Foi ele quem levou para a “Revista do Serviço Público” o economista e jornalista alemão Richard Lewinsohn, um conhecido do “Correio da Manhã”. Naquela publicação, Urbano era chefe ainda do economista Celso Furtado, um dos mais destacados intelectuais brasileiros de todos os tempos.

Apesar de não ter muitos livros publicados, Urbano escreveu, como jornalista de jornal diário, mais do que a maioria dos escritores. É sua a tradução de “Vers L’armée de Matier” (“E a França Teria Vencido”), do general e líder político francês Charles de Gaulle, inclusive assinando o prefácio. Publicou ainda “O Blitzkrieg Medieval”, série de três textos sobre história militar. Havia sido convidado pelo rei da Inglaterra Jorge VI a visitar o país e recebeu uma comenda de Chan-Kai-Check, presidente da República da China. Preparava um livro de sociologia e outro sobre estratégias militares, tema que estudava desde a infância.

Casado com Zulmira Ferreira, teve um casal de filhos e estava no auge da carreira quando passou a se sentir mal e perder as forças. Um dos motivos foi a abalo que sofreu com a morte da mãe, que morava junto com ele no Rio de Janeiro. “Não sobreviverei dois anos à morte de minha mãe”, confidenciou a amigos. Desse ponto em diante jamais deixou de falar na morte, provavelmente entrou em depressão e passou a achar a existência vazia de sentido e que não merecia ser vivida.

Não sobreviveria para assistir à sua derradeira previsão acertada: a derrota da Alemanha nazista para os Aliados. Seu último texto no “Correio da Manhã” foi em 30 de novembro de 1941, um período em que Hitler conquistava a Europa, o presidente Getúlio Vargas demonstrava simpatia pelos alemães e ninguém imaginava uma derrocada nazista.

Mesmo desanimado, conservou o hábito da leitura e ainda conseguiu ouvir seus artigos sendo lidos na transmissão em português da prestigiada BBC de Londres.

Urbano Berquó foi internado no Hospital da Beneficência Espanhola e morreu em 21 de abril de 1942. A última vez que abriu os olhos perguntou pela situação da Europa em guerra. Velado na capela da Igreja da Glória no Largo do Machado, centro do Rio de Janeiro, foi enterrado no Cemitério São João Batista, na mesma cidade.
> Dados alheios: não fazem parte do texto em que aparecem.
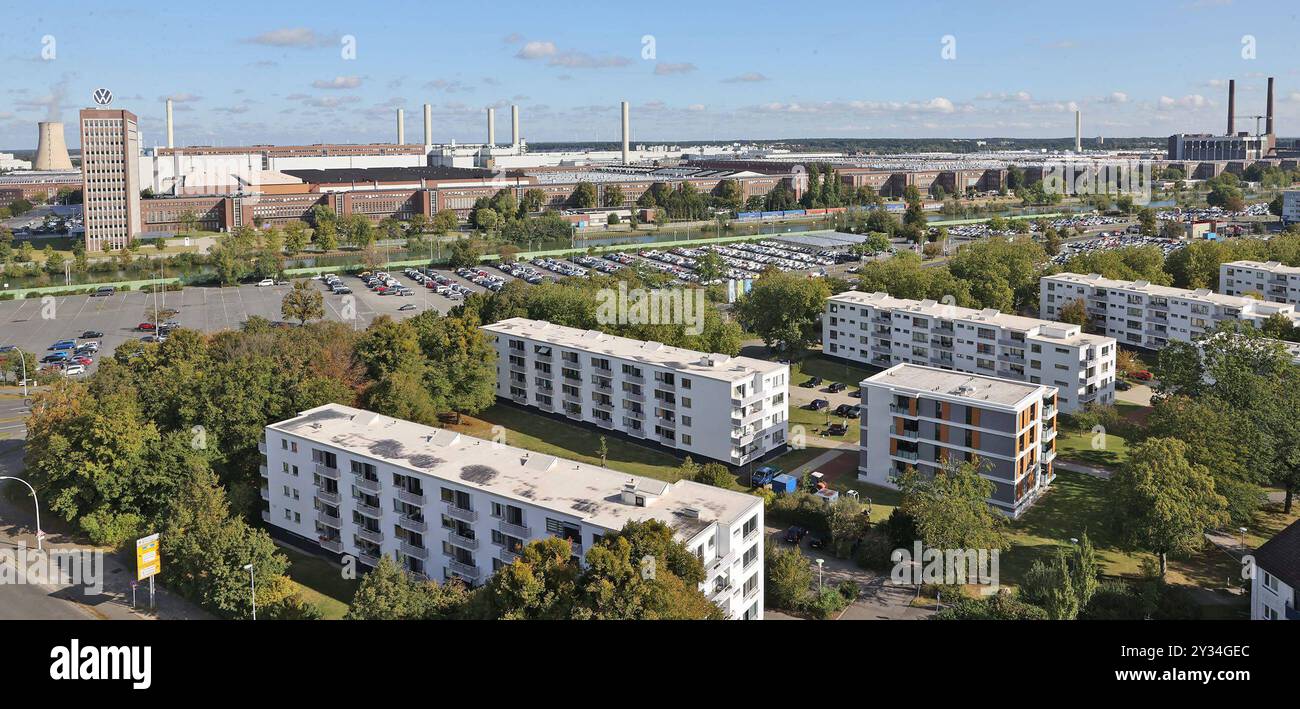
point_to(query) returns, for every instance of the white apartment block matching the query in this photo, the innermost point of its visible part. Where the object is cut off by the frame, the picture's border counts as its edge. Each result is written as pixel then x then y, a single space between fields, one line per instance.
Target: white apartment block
pixel 1272 281
pixel 111 193
pixel 883 331
pixel 446 505
pixel 729 409
pixel 1144 315
pixel 1275 586
pixel 927 419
Sua morte causou grande comoção. O Comitê de Gaulle, que lutava pela libertação da França ocupada pelos alemães, mandou coroa de flores com uma cruz de Lorena, símbolo do país, com o pedido para que ela fosse colocada do lado esquerdo do caixão, o lado do coração do jornalista. 
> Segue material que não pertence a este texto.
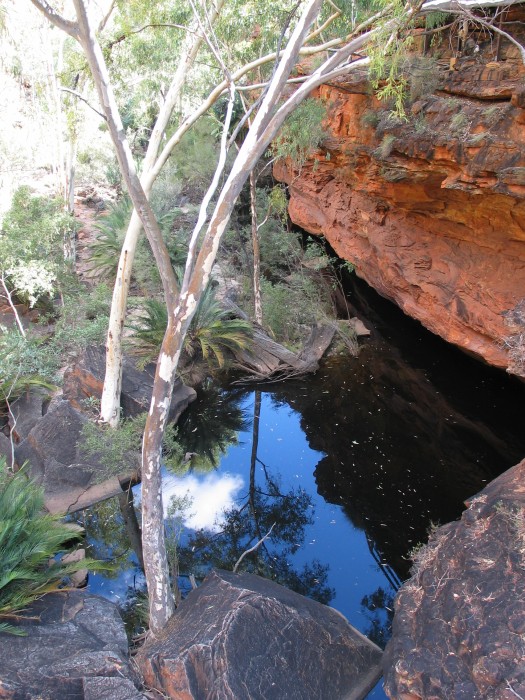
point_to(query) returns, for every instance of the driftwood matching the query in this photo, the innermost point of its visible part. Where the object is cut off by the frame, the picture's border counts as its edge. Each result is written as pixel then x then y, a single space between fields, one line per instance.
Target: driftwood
pixel 267 359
Conhecido na redação do jornal como “o nosso Berquó”, a direção do “Correio da Manhã” mandou rezar missa na quarta-feira, 28 de abril de 1942, na Capela de Nossa Senhora das Vitórias, da Igreja de São Francisco de Paula. Dentre os goianos que prestaram suas últimas homenagens estavam o então ex-deputado federal Domingos Vellasco e o editor da revista “Informação Goyana” (editada e impressa no Rio de Janeiro), Benedito Silva.

Monsenhor Joaquim Nabuco publicou artigo no “Jornal do Brasil”, em que dizia que Berquó “chegou em pouco tempo à percepção possível de um grande internacionalista, de raro senso político. Era nas suas crônicas que eu procurava meios para me guiar entre a barafunda europeia”. Seria citado ainda mais quatro vezes em edições do “Correio da Manhã”, até dois anos depois de sua morte, em 1944.

Em Goiás pouco se falou sobre Urbano Berquó. O fundador do jornal “O Popular”, Câmara Filho, patrocinou um concurso de oratória na Faculdade de Direito instalada da Rua 20, com análise de sua vida e obra. Ficou nisso.

Apesar de ter feito sucesso na então capital da República, o jornalista foi sendo esquecido em Goiás e no Brasil. Analista internacional de primeira linha, capaz de antever os movimentos da política e dos países, Urbano Berquó é o patrono da cadeira número 23 da Academia Goiana de Letras, entidade que tem como uma de suas missões preservar a memória de seus imortais.

Tomara que esta pequena biografia possa ajudar.

Iúri Rincon, jornalista e escritor, é membro da Academia Goiana de Letras.